Public Accounts Committee

Special Report No. 91 of the Comptroller and Auditor General: Management of Severance Payments in Public Sector Bodies

1:30 pm

Mr. Gerry Quinn:

I wish the Chairman and members a good afternoon and thank them for the opportunity to appear before them today to discuss the special report of the Comptroller and Auditor General on the management of severance payments in public sector bodies. The Central Bank of Ireland welcomes the report and, as acknowledged by the former Governor in the report, we agree fully with the recommendations that pertain to the bank. In this context, the bank has undertaken a number of actions to implement the recommendations in full. These include the introduction of clear guidelines and robust risk management procedures for individual discretionary severance payments. The Comptroller and Auditor General's report recognises that in certain cases termination agreements providing for such payments may be in the best interests of both the employer and the employee. The Central Bank agrees with this statement and believes that this is reflected in each of the highlighted cases given the specific circumstances involved. In my short introductory remarks, I will briefly address the procedures surrounding severance payments within the bank, the number and cost of the cases and, finally, touch upon the circumstances of the cases which were highlighted in the report.

Looking at procedures, the report assesses compliance with good practice and, for the bank, finds some discrepancies with regard to the documentation of the options, rationale and legal advice for the decisions. It also found issues surrounding the formal delegation of authority in relation to the approval of severance payments. The bank now has a clear, documented and formal policy that has been in place since July 2015 when it was approved by the Central Bank Commission's budget and remuneration committee. It is also published on our website. The policy includes procedures to ensure adequate control and oversight over, first, the decision to enter into negotiations; second, the severance amount to apply in particular circumstances; and, finally, the written terms of the severance agreement. Furthermore, a cost-benefit analysis is always required and this must be supported by detailed written legal and/or employee relations advice. However, I note that while this formal policy post-dates the severance arrangements referenced in the report, all arrangements detailed in the report were made in the full knowledge of the appropriate senior level management within the bank. This was either myself as chief operations officer or the director of human resources. Furthermore, all arrangements were negotiated by or with the assistance of legal advice.

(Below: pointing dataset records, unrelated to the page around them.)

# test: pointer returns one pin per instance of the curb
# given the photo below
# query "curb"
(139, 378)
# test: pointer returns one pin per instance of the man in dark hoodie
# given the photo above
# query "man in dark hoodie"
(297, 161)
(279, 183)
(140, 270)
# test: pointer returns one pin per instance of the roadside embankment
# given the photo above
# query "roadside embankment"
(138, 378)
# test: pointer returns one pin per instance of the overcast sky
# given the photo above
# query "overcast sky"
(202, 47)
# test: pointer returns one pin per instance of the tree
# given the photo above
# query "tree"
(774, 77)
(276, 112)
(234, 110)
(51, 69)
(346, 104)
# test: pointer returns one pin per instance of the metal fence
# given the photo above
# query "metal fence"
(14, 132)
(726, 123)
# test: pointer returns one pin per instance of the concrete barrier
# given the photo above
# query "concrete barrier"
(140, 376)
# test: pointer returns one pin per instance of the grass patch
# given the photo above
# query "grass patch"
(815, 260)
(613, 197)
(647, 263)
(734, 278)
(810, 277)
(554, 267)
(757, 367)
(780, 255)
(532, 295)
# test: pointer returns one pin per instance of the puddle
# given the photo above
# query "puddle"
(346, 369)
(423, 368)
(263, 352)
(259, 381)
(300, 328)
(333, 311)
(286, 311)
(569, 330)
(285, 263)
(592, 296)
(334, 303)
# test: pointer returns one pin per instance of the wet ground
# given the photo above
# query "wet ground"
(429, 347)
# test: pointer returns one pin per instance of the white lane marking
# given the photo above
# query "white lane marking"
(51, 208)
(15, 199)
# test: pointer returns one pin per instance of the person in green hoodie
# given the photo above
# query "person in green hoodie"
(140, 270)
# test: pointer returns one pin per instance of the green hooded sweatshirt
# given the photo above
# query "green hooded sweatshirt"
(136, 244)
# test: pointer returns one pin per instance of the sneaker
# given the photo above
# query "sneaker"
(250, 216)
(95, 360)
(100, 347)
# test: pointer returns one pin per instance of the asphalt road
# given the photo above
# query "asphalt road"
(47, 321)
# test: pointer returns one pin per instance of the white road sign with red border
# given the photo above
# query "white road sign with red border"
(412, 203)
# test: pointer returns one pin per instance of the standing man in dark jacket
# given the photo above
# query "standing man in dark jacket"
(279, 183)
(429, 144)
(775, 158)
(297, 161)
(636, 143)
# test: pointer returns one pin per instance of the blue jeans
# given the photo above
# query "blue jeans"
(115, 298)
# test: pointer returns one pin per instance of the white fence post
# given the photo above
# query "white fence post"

Turning to the number and cost of the severance payments, the report notes that the bank had more frequent recourse to termination agreements and severance payments during the period under review than the other public bodies examined. This refers to six cases over the period 2011 to 2013 totalling €384,000 with associated legal costs of €157,000. As highlighted in the former Governor’s response, the cases occurred in a period of unprecedented growth where bank staff increased by approximately a third between 2009 and 2013 as a result of the bank’s increased mandate and its more intrusive supervisory approach following the financial crisis. In fact, by 2013, the bank had more than 1,400 employees compared to approximately 1,000 in 2009. The arrangements examined in the report amounted to an average of two cases per year and €64,000 per settlement and represented 0.11% of the bank's total payroll expenditure over the 2011 to 2013 period. The individual settlements were entered into with a view to avoiding alternative outcomes which could have proved far more costly in the long run. In the view of the bank, the agreed outcomes represented the most cost-efficient solution in the particular circumstances of each case.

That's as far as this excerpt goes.